用紙処理装置200は、定着ユニット76を通過した用紙Sを用紙処理装置200内部に向けて搬送する入口ローラ対2と、内部の用紙搬送路L中の用紙に対して搬送力を付与する中継ローラ対3とを備える。また、用紙搬送路Lの下流側端部にはシフトローラ対4、その下方には綴じ処理を行う用紙束を保持するステープルトレイ90が配置されており、ステープルトレイ90の図3中の右側には、ステープルトレイ90上の用紙束に対して閉じ処理を行うステープルユニット14が配置されている。
【0028】
ステープルトレイ90の上方には、シフトローラ対4を通過してステープルトレイ90に落下した用紙Sに対して、それまでの搬送方向(図中矢印B方向)とは逆方向(図中矢印C方向)の搬送力を付与する叩きコロ10が配置されている。

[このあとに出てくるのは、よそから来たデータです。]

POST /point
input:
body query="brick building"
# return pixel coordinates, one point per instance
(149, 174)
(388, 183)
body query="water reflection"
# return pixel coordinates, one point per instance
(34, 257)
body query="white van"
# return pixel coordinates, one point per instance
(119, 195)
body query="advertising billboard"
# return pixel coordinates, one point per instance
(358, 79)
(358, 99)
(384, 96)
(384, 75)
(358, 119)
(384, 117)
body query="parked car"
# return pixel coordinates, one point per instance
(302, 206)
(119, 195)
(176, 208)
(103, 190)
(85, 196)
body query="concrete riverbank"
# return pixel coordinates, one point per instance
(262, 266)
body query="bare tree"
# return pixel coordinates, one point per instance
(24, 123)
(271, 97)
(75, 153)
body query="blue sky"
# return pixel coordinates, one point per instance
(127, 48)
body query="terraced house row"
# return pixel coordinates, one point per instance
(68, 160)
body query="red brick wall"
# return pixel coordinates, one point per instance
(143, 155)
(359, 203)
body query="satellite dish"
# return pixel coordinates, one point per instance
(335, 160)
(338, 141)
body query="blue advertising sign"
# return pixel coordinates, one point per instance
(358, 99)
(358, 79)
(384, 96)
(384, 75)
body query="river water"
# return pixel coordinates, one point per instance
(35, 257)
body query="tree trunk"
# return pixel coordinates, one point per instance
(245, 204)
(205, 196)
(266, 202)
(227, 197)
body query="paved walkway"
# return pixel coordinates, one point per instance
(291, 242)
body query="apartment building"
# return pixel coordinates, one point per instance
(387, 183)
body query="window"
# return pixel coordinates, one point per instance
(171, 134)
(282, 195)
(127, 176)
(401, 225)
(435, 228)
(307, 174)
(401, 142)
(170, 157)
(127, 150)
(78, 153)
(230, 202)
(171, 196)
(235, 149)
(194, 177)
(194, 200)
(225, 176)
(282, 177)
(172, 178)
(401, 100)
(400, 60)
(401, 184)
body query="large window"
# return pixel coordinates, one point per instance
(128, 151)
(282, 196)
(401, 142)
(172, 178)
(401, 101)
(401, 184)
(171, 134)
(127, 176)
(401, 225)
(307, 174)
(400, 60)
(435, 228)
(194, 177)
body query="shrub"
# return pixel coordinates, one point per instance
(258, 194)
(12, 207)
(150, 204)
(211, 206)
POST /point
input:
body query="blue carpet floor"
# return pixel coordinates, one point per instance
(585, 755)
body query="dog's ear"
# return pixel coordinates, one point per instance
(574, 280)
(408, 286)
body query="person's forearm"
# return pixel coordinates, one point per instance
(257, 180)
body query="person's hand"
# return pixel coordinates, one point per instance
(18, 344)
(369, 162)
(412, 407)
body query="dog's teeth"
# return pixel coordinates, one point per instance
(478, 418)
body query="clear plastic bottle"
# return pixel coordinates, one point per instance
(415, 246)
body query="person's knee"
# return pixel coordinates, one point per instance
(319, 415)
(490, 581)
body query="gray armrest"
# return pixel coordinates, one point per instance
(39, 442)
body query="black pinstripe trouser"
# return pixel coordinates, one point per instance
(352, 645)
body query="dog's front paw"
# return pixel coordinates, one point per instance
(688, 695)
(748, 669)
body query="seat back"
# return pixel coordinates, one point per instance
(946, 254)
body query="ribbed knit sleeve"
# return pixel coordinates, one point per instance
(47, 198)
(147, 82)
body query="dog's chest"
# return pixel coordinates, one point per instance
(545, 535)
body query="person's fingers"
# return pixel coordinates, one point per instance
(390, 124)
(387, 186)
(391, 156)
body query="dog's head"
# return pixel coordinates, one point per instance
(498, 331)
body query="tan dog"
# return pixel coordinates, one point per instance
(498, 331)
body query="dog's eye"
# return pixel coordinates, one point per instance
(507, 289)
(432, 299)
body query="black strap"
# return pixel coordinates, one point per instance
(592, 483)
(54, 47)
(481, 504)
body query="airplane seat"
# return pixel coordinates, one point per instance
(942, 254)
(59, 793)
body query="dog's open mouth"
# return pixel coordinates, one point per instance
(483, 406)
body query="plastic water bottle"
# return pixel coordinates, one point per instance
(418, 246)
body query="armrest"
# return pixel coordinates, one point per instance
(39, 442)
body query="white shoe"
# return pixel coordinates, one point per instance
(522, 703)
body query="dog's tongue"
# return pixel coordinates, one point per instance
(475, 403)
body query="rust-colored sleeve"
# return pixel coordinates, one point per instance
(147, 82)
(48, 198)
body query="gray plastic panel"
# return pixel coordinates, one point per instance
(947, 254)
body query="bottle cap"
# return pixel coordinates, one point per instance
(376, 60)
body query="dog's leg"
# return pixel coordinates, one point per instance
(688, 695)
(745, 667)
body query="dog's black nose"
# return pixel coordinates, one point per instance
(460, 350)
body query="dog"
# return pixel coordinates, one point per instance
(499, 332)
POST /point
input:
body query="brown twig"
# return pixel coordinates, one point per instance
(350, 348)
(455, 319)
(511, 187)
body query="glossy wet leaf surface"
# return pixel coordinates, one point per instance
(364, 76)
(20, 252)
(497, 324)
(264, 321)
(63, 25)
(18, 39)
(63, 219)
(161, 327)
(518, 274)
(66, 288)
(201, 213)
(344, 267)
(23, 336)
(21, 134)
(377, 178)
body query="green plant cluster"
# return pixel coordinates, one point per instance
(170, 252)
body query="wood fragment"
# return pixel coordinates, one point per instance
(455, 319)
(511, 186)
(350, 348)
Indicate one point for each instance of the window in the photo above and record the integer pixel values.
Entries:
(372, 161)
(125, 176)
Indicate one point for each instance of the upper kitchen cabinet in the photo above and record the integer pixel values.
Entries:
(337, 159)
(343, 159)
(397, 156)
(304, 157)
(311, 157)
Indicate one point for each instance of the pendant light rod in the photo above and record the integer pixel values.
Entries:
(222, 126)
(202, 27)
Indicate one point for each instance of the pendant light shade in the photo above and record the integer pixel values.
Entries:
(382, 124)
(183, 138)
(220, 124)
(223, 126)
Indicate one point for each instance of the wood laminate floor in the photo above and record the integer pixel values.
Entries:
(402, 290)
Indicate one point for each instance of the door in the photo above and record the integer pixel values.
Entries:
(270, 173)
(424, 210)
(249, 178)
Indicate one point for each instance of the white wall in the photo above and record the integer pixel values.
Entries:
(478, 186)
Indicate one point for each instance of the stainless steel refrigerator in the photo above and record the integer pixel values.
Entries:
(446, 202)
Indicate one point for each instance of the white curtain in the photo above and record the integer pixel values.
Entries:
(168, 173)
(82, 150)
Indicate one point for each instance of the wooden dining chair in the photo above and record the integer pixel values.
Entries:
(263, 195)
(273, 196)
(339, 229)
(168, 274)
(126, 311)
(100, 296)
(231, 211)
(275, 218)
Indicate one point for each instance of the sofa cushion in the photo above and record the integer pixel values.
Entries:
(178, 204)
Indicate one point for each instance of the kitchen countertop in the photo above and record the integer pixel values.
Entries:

叩きコロ10は、支持部材揺動軸70a(図2参照)を中心に揺動可能な叩きコロ支持部材10aに回転可能に支持されている。また、ステープルトレイ90の搬送方向上流側端部には用紙Sの搬送方向後端が突き当たり、用紙Sの搬送方向についての用紙束の整合を行う後端基準フェンス13が配置されている。ステープルトレイ90の上方の後端基準フェンス13の近傍には、ステープルトレイ90上の用紙Sの後端部に対して叩きコロ10と用紙Sの搬送方向(図中矢印B方向)とは逆方向(図中矢印C方向)の搬送力を付与する後端戻しコロ12が配置されている。後端戻しコロ12は、後端戻しコロ支持部材揺動軸12b(図2参照)を中心に揺動可能な後端戻しコロ支持部材12aに回転可能に支持されている。
【0029】
用紙搬送路Lを搬送されてきた用紙Sがステープルトレイ90に落下した後、支持部材揺動軸70aを中心に叩きコロ支持部材10aが図中反時計回り方向に回転することでステープルトレイ90上の用紙Sの上面に叩きコロ10が接触する。同様のタイミングで後端戻しコロ支持部材揺動軸12bを中心に後端戻しコロ支持部材12aが図中反時計回り方向に回転することでステープルトレイ90上の用紙Sの後端部の上面に後端戻しコロ12が接触する。そして、叩きコロ10と後端戻しコロ12とを図中反時計回り方向に回転させて用紙Sを後端基準フェンス13側に送り込み、用紙Sの後端を後端基準フェンス13に突き当てることによって用紙Sの搬送方向についての用紙束の整合である縦揃え処理を行う。
【0030】
ステープルトレイ90の上面で用紙幅方向(用紙Sの搬送方向に直交する方向で、図2及び図3の紙面手前奥方向)の両側には一対のジョガーフェンス11が幅方向で用紙束を挟んで互いに対向するように設けられている。ステープルトレイ90上に用紙束が積載された状態で、用紙Sの横幅よりも大きな間隔を開けて待機する待機位置から用紙幅方向で互いが近づくようにジョガーフェンス11が移動し、用紙束の幅方向両端にジョガーフェンス11の内側面が当ることにより、積載トレイ上に積載された用紙束の幅方向の整合である幅揃え処理を行う。なお、幅方向規制フェンスであるジョガーフェンス11としては、互いが近づくように移動する構成に限らず、少なくとも一方をシート幅方向に移動させることよってシート束のシート幅方向の整合を行うものであればよい。
【0031】
ステープルトレイ90の下流側端部には、シフトローラ対4を通過した用紙S、または、シフトローラ対4を通過した複数枚の用紙Sに綴じ処理が行われた用紙束を排紙トレイ6に排紙する排紙ローラ対5が配置されている。
【0032】
用紙処理装置200内には各種センサが配置されている。用紙搬送路L中の入口ローラ対2と中継ローラ対3との間に配置された入口センサS1、及び、中継ローラ対3とシフトローラ対4との間に配置された中継センサS2は、検知位置における用紙Sの有無状態を検知する光学式のセンサである。また、積載量センサS3は光学式のセンサであり、紙押さえ部材18と一体的に揺動する被検知部が積載量センサS3の検知領域から外れたことを検知することにより、紙押さえ部材18が接触する用紙Sの上面の高さが所定量以上となったことを検出することができる。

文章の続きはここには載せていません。